Anders Lansner, Erik Fransén, and Anders Sandberg
Cell assembly dynamics in detailed and abstract attractor models of cortical
associative memory.
Theory in Biosciences 122 (2003) 19-36.
Abstract:
During the last few decades we have seen a convergence among ideas and hypotheses
regarding functional principles underlying human memory. Hebb's now more
than fifty years old conjecture concerning synaptic plasticity and cell assemblies,
formalized mathematically as attractor neural networks, has remained among
the most viable and productive theoretical frameworks. It suggests plausible
explanations for Gestalt aspects of active memory like perceptual completion,
reconstruction and rivalry.
We review the biological plausibility of these theories and discuss some
critical issues concerning their associative memory functionality in the
light of simulation studies of models with palimpsest memory properties.
The focus is on memory properties and dynamics of networks modularized in
terms of cortical minicolumns and hypercolumns. Biophysical compartmental
models demonstrate attractor dynamics that support cell assembly operations
with fast convergence and low firing rates. Using a scaling model we obtain
reasonable relative connection densities and amplitudes. An abstract attractor
network model reproduces systems level psychological phenomena seen in human
memory experiments as the Sternberg and von Restorff effects.

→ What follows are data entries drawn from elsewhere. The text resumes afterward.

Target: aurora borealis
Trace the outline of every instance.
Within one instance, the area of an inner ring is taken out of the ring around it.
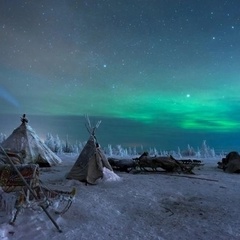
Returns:
[[[16,127],[26,113],[41,132],[77,138],[85,129],[76,119],[88,114],[103,120],[104,143],[172,149],[206,139],[237,150],[239,7],[238,0],[3,0],[1,121],[16,115],[8,122]]]

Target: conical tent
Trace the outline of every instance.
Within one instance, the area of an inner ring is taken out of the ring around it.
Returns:
[[[24,152],[23,163],[36,163],[40,167],[50,167],[61,163],[62,160],[44,144],[28,125],[25,114],[21,121],[22,124],[1,143],[2,147],[13,152]]]
[[[67,174],[67,179],[75,179],[81,182],[95,184],[99,178],[103,177],[103,167],[113,171],[95,137],[94,132],[99,124],[100,122],[98,122],[98,125],[92,128],[91,131],[89,126],[89,140],[81,151],[72,169]]]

We conclude that there is today considerable substance in Hebb's theory of
cell assemblies and its attractor network formulations, and that they have
contributed to increasing our understanding of cortical associative memory
function. The criticism raised with regard to biological and psychological
plausibility as well as low storage capacity, slow retrieval etc has largely
been disproved. Rather, this paradigm has gained further support from new
experimental data as well as computational modeling.